The original Samsung Galaxy Note started the phablet craze we're witnessing today and the Galaxy Note 3 is the latest instalment in the Korean firm's supersized smartphones.
Bundled with the S Pen stylus, the Galaxy Note 3 already has an advantage over the G Flex when it comes to handwriting recognition and note taking.
Samsung has also stuffed the Note 3 full of eye, hand and heading tracking technology - so if you don't fancy touching the screen all that often you'll want to check it out.
The Note 3 isn't a great deal cheaper than the G Flex, but it does boast a full HD, 5.7-inch display, an extra GB of RAM and a microSD card slot for expanding on the internal storage making it an all round better offer.
The Galaxy Note 3 is becoming mainstream, so if you fancy a smartphone that's going to turn heads the G Flex is the one. If you just want to get things done then plump for the Note 3.
Unique, in a different way
While the LG G Flex has its curved, flexible chassis the Sony Xperia Z Ultra has a massive screen. Seriously, it's huge - a whole 6.44 inches of real estate makes this device more tablet than smartphone.
That whopping great body is also dust- and waterproof, meaning you can happily whip it out in a thunderstorm or take it in the bath and watch a movie while soaking in the tub.
The trade off however is the Z Ultra's size. It's large, unwieldy and will stretch your pockets to their limits - I found the G Flex tricky enough at times to manage and the Xperia Z Ultra just enhances the issue.
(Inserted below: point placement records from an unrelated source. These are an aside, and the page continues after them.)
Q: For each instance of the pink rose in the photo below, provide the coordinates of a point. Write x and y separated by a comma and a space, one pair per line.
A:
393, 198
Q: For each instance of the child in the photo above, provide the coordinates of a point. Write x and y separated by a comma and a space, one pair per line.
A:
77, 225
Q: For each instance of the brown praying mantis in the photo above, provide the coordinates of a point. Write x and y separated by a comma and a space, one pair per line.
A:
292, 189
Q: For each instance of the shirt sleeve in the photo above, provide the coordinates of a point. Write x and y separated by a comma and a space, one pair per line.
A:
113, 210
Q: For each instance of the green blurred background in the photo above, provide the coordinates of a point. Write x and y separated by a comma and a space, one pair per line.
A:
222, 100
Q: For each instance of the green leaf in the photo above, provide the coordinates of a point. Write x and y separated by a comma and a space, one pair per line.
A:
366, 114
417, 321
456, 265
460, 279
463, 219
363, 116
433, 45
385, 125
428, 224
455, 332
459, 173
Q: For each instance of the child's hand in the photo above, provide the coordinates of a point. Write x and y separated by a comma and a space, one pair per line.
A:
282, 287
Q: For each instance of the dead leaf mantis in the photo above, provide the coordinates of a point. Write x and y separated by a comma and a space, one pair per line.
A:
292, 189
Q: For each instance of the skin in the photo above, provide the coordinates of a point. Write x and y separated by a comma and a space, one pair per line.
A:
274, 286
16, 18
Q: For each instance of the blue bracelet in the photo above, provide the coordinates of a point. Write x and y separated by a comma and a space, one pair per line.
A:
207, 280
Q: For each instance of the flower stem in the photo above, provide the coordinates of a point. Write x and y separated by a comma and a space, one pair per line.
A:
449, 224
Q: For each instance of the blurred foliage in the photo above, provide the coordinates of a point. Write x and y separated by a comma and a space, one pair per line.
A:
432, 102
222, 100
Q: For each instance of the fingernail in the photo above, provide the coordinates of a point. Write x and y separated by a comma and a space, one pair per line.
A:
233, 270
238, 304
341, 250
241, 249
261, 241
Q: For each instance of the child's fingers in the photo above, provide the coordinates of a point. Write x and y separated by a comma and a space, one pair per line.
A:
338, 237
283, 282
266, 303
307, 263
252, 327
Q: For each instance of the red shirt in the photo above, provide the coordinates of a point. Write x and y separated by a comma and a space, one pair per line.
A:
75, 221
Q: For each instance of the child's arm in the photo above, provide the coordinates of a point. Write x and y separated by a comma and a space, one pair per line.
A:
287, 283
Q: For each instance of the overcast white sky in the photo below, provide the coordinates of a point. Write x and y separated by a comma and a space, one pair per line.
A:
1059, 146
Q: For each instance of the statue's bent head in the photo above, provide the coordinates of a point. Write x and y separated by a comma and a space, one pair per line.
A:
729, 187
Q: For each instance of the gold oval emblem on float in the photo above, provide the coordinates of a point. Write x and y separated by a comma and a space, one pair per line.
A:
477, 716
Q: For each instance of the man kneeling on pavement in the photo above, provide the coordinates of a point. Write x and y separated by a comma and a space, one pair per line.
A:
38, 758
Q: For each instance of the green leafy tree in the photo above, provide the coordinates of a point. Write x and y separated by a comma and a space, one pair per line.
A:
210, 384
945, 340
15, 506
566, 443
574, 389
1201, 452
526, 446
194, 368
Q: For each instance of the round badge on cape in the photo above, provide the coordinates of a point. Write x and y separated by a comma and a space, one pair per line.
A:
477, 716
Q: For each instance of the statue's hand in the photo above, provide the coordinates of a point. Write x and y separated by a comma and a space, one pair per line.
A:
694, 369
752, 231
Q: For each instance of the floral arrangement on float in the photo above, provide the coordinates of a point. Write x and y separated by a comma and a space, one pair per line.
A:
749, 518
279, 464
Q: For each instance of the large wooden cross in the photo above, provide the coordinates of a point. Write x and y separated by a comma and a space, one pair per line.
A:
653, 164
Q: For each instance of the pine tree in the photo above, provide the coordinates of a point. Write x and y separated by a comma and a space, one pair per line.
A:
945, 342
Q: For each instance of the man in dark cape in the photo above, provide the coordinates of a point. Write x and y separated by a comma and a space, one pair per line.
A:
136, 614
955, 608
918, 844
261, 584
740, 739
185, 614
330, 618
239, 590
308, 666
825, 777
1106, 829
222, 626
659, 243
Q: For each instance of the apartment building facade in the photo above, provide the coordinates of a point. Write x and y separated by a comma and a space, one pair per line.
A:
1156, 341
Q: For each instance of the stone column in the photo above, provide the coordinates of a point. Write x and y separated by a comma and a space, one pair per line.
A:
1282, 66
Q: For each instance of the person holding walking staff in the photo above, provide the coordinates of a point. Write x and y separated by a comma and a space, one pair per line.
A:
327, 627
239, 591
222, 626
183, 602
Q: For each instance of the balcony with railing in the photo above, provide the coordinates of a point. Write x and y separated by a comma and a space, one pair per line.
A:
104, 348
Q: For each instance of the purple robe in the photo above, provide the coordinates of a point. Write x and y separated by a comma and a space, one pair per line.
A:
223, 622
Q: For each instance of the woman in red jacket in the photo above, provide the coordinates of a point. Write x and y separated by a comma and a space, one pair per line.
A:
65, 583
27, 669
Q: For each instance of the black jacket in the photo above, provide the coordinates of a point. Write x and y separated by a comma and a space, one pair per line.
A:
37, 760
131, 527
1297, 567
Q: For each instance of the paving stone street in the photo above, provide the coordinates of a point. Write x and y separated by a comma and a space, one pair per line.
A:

If you want a decent camera on your smartphone you're better off going for the G Flex, as its 13MP snapper trumps the 8MP offering on the Z Ultra.
However if you fancy a small tablet which you can make the occasional call on, and use a normal pencil as a stylus (I kid you not!), then the Xperia Z Ultra may be the one for you.
The LG G Flex is basically a bigger, more flexible LG G2 with a lower screen resolution. The two phones share the same processor, GPU, RAM, cameras, operating system and interface. Heck they even have the same buttons-on-the-back set up.
The LG G2 has two key advantages however; price and screen. In fact a SIM-free G2 will cost you around £200 less than the G Flex, and for that you get a 5.2-inch, full HD display with a 424ppi pixel density.
Compare that to the 720p, 245ppi 6-inch screen on the G Flex and the G2 makes a very convincing case for itself.
I also find the G2 much easier to manage in one hand, while I'm always worried that the G Flex may slip from my grasp as I shuffle its long body in my hand as I desperately claw at the notification bar at the top of the screen.
The G2 can't compete when it comes to battery life though, with the LG G Flex's 3500mAh comfortably outstripping the 3000mAh offering in its smaller brother.
If you fancy a top LG smartphone then go for the G2 - it's cheaper, just as powerful and easier to wield.